Des investisseurs d’impact réticents

Toutes les mauvaises idées dans les secteurs du développement et de la recherche d’impact qui nous ont fait perdre du temps et de l’argent parce que la direction des organisations en charge est constituée de personnes dont la somme de l’expérience dans les pays africains qu’elles cherchent à sauver provient d’une « mission sur le terrain ». La liste des pertes est longue.

À une époque où beaucoup cherchent des moyens d’intégrer des capitaux privés dans les objectifs de développement durable et de combler un déficit de ressources de plusieurs milliers de milliards de dollars, le financement par le secteur privé d’une meilleure formation d’étudiants africains dans les universités mondiales pourrait être une opportunité d’investissement dans ce cadre.

Sauf que beaucoup d’investisseurs d’impact sont prudents dans ce domaine, de peur d’être accusés d’être les complices de la fuite des cerveaux. C’est dommage.
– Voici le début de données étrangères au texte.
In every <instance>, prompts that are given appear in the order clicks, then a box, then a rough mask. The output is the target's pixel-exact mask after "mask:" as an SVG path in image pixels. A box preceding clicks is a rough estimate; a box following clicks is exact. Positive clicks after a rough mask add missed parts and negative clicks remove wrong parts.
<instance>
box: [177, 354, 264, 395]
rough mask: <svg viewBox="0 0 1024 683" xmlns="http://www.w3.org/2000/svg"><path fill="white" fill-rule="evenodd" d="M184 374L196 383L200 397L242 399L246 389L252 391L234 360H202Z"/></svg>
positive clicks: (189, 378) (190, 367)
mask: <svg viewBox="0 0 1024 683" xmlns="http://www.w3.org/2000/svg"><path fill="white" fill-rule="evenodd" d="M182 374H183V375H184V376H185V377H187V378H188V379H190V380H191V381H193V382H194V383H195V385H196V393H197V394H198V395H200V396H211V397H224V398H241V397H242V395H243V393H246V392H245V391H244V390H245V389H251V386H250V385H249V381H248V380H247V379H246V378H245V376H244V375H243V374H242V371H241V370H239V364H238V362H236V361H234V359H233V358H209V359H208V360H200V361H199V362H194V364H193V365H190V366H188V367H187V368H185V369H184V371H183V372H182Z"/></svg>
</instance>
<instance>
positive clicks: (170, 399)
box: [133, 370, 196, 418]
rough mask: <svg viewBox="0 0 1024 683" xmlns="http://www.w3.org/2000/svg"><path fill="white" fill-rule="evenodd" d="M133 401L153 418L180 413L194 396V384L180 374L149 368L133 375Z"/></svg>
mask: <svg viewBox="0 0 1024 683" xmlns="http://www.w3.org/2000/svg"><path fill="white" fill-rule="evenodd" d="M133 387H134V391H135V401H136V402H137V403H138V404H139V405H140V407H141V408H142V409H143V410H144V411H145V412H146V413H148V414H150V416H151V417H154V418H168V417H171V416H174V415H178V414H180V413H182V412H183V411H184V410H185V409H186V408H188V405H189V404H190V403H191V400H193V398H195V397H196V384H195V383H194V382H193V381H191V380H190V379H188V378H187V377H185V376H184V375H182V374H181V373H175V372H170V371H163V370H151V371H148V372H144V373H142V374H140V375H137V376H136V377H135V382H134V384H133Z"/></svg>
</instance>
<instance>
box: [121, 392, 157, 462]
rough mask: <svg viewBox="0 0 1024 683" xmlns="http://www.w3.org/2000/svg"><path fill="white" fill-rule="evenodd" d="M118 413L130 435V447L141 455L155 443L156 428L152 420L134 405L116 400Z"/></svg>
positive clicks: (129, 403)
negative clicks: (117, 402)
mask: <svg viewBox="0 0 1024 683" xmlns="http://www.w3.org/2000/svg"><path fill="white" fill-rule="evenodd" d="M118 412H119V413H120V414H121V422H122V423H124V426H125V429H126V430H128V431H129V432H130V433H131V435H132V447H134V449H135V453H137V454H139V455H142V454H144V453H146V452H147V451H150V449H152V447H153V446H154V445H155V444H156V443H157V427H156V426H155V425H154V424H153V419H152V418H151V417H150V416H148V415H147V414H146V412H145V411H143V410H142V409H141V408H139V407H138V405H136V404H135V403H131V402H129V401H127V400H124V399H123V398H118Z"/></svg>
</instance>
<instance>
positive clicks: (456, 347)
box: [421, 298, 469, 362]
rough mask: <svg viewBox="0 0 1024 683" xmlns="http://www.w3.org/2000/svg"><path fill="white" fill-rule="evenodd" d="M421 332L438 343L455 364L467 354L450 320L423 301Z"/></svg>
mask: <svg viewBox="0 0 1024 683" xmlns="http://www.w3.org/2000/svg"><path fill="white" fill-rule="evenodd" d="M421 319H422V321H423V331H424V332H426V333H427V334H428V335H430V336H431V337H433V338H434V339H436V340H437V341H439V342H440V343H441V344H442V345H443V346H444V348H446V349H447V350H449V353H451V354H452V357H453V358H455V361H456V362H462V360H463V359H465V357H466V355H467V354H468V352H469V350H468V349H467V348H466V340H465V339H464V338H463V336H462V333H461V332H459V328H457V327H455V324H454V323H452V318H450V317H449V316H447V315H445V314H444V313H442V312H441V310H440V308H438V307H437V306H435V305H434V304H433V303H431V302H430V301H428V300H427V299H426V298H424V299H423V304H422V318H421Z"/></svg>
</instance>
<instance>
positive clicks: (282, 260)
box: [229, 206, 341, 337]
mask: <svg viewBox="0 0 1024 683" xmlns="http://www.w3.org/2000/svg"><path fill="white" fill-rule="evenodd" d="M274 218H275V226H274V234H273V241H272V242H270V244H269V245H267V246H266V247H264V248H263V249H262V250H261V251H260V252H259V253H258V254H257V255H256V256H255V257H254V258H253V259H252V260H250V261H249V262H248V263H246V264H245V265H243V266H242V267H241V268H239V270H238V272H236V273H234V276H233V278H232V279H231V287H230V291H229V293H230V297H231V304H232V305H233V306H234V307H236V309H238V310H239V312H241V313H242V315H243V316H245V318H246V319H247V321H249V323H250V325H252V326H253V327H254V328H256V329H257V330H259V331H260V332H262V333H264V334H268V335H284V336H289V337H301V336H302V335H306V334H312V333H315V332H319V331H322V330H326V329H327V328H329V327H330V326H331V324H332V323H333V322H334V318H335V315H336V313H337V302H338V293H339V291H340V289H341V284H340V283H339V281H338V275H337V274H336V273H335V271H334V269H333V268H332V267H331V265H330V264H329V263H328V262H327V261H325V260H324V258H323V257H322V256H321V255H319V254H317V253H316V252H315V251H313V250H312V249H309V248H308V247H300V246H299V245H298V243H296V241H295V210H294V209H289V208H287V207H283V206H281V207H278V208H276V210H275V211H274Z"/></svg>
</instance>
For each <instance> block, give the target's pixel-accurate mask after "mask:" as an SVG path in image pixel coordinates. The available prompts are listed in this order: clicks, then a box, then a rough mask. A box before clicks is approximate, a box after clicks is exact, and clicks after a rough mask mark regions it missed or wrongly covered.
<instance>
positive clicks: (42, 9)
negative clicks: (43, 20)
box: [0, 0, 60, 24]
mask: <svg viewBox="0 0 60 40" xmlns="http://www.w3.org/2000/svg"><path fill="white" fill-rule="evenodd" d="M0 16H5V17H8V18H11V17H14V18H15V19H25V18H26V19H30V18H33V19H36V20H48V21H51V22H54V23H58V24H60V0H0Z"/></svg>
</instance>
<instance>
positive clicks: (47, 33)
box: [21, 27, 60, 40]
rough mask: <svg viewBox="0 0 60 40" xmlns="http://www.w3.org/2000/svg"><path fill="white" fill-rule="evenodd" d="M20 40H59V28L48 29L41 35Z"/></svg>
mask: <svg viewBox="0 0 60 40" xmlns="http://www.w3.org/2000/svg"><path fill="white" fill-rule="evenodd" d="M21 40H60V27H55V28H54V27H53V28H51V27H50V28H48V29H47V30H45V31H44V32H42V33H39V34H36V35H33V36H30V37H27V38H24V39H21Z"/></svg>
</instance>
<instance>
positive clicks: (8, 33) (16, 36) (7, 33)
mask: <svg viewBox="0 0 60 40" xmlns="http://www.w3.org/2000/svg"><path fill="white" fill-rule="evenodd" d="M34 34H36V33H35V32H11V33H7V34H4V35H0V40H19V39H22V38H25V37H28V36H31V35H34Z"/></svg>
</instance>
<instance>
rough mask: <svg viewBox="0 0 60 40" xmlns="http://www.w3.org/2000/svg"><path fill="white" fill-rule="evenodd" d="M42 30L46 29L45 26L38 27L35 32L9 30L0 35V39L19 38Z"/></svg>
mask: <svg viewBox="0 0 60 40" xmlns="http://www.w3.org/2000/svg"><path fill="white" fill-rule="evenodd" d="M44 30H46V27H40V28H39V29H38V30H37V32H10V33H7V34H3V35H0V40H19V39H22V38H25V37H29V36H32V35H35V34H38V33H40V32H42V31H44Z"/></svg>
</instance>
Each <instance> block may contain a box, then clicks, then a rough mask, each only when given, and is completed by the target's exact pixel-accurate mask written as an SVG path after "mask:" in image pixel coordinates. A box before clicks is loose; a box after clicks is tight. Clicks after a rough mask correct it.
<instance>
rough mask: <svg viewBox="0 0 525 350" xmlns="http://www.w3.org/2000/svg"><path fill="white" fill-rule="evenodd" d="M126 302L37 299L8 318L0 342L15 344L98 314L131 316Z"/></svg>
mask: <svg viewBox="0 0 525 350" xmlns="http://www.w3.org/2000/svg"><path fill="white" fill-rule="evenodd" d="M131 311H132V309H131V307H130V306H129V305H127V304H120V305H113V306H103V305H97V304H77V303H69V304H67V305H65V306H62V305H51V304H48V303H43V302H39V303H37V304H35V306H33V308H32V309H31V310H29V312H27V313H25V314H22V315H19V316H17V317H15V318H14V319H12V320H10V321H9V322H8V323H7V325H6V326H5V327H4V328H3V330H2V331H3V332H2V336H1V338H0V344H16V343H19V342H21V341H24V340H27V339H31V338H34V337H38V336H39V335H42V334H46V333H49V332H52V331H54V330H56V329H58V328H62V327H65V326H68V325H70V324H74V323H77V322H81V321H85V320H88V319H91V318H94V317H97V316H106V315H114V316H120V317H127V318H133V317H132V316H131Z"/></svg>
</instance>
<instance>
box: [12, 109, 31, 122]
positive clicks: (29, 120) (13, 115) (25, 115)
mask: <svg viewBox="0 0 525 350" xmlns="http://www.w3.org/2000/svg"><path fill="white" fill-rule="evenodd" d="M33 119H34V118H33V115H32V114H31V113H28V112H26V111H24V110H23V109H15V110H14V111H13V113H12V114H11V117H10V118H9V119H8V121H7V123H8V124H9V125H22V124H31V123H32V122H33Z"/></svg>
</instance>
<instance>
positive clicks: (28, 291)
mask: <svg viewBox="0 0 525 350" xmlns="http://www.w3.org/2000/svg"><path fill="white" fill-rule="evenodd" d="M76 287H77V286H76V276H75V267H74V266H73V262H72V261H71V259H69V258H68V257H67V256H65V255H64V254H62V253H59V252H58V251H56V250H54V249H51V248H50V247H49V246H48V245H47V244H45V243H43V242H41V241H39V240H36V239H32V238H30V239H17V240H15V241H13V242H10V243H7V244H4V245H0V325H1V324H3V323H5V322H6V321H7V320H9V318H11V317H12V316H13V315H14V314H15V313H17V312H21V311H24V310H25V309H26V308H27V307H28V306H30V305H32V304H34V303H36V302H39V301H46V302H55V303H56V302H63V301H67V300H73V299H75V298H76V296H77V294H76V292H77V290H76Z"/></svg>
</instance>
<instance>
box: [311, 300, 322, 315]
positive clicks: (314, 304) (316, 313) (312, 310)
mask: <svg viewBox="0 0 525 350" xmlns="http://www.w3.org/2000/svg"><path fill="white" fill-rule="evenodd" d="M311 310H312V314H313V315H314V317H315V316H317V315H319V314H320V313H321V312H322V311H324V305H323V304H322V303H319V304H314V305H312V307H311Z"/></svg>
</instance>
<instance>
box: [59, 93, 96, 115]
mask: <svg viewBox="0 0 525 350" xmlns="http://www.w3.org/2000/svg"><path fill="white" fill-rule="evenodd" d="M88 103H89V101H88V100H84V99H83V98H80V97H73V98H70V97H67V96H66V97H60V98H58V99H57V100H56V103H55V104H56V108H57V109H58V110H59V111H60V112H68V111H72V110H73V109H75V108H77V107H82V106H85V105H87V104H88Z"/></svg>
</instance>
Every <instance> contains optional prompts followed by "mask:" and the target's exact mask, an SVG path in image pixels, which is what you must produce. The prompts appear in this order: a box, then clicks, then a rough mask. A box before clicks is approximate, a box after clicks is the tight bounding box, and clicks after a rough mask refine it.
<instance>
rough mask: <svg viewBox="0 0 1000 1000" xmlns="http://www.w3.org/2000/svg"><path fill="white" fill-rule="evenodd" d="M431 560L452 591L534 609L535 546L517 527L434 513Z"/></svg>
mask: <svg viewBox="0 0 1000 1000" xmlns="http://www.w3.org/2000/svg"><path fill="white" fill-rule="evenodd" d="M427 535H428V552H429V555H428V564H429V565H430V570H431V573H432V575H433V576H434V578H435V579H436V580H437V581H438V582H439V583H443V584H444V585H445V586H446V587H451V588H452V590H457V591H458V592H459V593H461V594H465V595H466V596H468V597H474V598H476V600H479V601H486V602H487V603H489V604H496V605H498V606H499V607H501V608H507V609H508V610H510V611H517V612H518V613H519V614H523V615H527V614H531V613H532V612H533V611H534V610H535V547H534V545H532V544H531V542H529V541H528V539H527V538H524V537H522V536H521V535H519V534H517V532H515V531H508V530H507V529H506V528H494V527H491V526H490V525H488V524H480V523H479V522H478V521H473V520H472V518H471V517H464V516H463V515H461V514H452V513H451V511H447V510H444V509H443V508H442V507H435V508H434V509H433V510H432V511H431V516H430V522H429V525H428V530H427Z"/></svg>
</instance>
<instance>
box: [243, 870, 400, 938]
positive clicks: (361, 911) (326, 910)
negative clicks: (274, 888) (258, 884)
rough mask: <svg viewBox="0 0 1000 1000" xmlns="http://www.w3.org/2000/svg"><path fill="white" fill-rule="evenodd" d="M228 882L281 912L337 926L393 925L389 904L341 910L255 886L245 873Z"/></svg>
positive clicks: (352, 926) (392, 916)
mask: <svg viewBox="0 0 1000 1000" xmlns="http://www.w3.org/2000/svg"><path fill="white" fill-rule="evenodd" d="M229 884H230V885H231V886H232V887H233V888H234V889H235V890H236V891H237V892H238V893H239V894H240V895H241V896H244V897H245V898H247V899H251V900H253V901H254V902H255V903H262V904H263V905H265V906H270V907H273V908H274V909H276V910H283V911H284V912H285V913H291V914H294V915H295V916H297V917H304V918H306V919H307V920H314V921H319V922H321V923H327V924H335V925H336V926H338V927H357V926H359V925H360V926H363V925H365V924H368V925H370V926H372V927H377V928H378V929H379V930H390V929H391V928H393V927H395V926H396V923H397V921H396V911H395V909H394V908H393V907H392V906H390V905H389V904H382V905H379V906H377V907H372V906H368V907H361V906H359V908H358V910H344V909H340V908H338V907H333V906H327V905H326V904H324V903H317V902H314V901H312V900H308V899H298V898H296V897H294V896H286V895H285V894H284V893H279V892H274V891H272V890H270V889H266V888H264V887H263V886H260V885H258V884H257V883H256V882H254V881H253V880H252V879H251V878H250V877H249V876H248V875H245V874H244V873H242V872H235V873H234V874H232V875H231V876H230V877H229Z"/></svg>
Si le concept de fuite des cerveaux était destiné à protéger l’Afrique, j’ai bien peur de vous annoncer qu’il a échoué

Certes, je ne suggère pas que tous les problèmes de l’Afrique en matière d’enseignement supérieur seront résolus par une mobilité mondiale illimitée des étudiants. Même si nous faisons entrer davantage d’Africains dans des universités étrangères, nous devons aussi construire et développer des universités africaines de classe mondiale.

Si le déploiement du concept de fuite des cerveaux était destiné à protéger l’Afrique, j’ai bien peur de vous annoncer qu’il a échoué. Il a au contraire brouillé notre chemin vers la constitution d’une masse critique de capital humain africain de classe mondiale dans tous les secteurs.

Je suis consciente que ce point de vue peut remettre en question certaines convictions de longue date de personnes travaillant en Afrique et sur l’Afrique, mais ces convictions sont souvent incompatibles avec ce que de nombreux Africains peuvent souhaiter pour eux-mêmes. Dans l’intérêt du « ne pas nuire », le moment est venu d’enterrer ce concept.